On 5.12.2011, at 0.07, Lorens Kockum wrote:
Timo Sirainen wrote:
And before designing it I'd need to look into how the backup softwares usually work.. If anyone has any ideas about this, I'd like to hear.
Simple or even moderately efficient backup programs like rsync copy all the files.
I'm mainly wondering if it's common for backup programs to support using a separate program to generate the backups. For example if there was a "dovecot-backup" binary that just dumps all (or new-since-last-backup) of the users' mails into stdout, which the backup program can use. Or perhaps in that case there wouldn't really be much of anything for the backup to do except to write it to tape..
Also backing up the attachment links could be problematic if the backup system doesn't support hard links. Each attachment always has at least 2 links, so if the backup doesn't realize that it at minimum duplicates the space used by attachments.
rsync recognizes hard links with option -H, but at a very noticeable performance cost when dealing with millions of files. If the aa/bb/aabccddeeff-etc is unique across the whole mailstore, it would be easy to replace the hard link with a symlink, as you said:
SIS was designed to work with hard links. They couldn't be replaced with symlinks without a redesign (which would be less efficient in normal operation).
maybe not storing the attachments directly to backups, but add symlinks to them so they can be used to figure out what to restore. Or maybe the backing up wouldn't need a special tool, but the restoring tool could just read through the dbox files to see what attachments are also needed and write a list of them somewhere so they can be taken from backups as well.
In the second way, you would have a separate hierarchy for multiple-recipient attachments, or would the attachment be "really" stored in the box of a recipient chosen at random?
I meant that SIS would work exactly like it works now, with hard links and everything, but on top of that it would also create symlinks to the used files simply to make it easier to find what files are used. The annoying thing about that is that in error situations the symlinks can get out of sync with the reality.

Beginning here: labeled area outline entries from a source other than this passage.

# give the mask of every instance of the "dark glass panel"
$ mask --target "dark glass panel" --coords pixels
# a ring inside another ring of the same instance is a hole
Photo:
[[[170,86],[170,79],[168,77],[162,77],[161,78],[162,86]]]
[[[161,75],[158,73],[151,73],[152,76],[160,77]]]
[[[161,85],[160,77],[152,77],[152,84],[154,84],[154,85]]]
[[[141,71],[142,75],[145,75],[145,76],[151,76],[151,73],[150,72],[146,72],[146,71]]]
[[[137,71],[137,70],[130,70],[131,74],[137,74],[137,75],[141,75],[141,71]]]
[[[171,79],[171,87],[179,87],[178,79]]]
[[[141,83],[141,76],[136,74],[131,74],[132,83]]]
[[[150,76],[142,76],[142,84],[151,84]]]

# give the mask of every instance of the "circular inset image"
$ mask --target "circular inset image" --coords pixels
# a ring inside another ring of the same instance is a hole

Just some random thoughts: professionally, I use Zimbra. Messages are stored in Maildir-equivalents. The time it takes to backup is a quite severe constraint on the backup technique. For example, compressing the backup files takes too long, so the zip files are not compressed. Instead, the individual mails are stored compressed on disk. Each backup zips up the mails in a few big backup files.
You mean you first create uncompressed zip files (why not just tar?) of all the mails to the filesystem and the backup software then backups those zip files?
An improvement could be to sort mails into backup zip files so that once a zip file is made, it stays the same. After all, if a mail is not deleted a month after it is read, then it will probably stay in the same state forever, or at least until the user starts a keep-me-under-quota cleaning-up spree. During this time, backing up that big zip file can just be a check to see if it is already OK in the backup, which is much quicker. I have no idea if this could be applied to Dovecot, but who knows.
Dovecot's mdbox files already contain multiple messages in each file, so it should be a lot more efficient to do backups on those. And each message in an mdbox file can be compressed if zlib plugin is enabled. So I think that sounds quite a lot like what you propose.